Acht Stücke präsentierte das Trio Cimbalarchi Berlin im BKA, darunter mehrere Uraufführungen. Solostücke, Duos und Trios kamen zu Gehör. Sinnlich anregend das Duo »ívek a térben III (Arcs in Space)« für Kontrabass und Cimbalom des genannten István Láng. Ein viersätziges fein gesponnenes Gebilde, in dessen zweitem Teil eine Art Passacaglia stoisch abläuft; der Bass zupft die Grundlinie, während die Cimbalom-Spielerin mit Filz- und Stahlschlegeln zärtlichste Wendungen adressiert. Von den Trios ragte die Komposition »Farben ... Formen« von Erik Janson heraus, das Finalstück des Abends. Eine absolut ausgehörte, die verschiedenen Möglichkeiten eines jeden Instruments strukturell und klanglich sinnvoll zusammenbindende Arbeit.

Torsten Senses »Szelek« indessen, eine Uraufführung für die Triobesetzung, geriet viel zu lang. Da rollt Glas über die Saiten im Cimbalonkasten, deren Spielerin neben allerlei Schlegelwerk auch den Geigenbogen benutzt. Percussive Effekte knallen, eine kurze Kadenz der Violine rüttelt an der Schläfrigkeit des Stücks. Anders das sehr lebendige, auch witzige Kontrabass-Stück »Inventione evolutiva« von Antonio Gino Bibalo. Der aus Schweden stammende Jesper Ulfenstedt warf hier sein ganzes Können in die Waagschale.

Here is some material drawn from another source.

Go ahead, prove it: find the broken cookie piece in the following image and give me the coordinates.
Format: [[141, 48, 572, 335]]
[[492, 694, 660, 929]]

Hans-Joachim HESPOS’ »psallo solo« von 2009 zupfte und schlug die geniale Enikö Ginzery auf besagter »Pyramidale«. Im BKA kam nun HESPOS’ »Santur« für Cimbalom solo von 1973. Ein hellwaches Gebilde. Die Ginzery arbeitet hier mit Fingern und Nägeln. Feinste Gleitbewegungen auf den Saiten wechseln mit wilden Clustern und seriellen Intervallverhältnissen ab. Die mutigste Arbeit des Abends.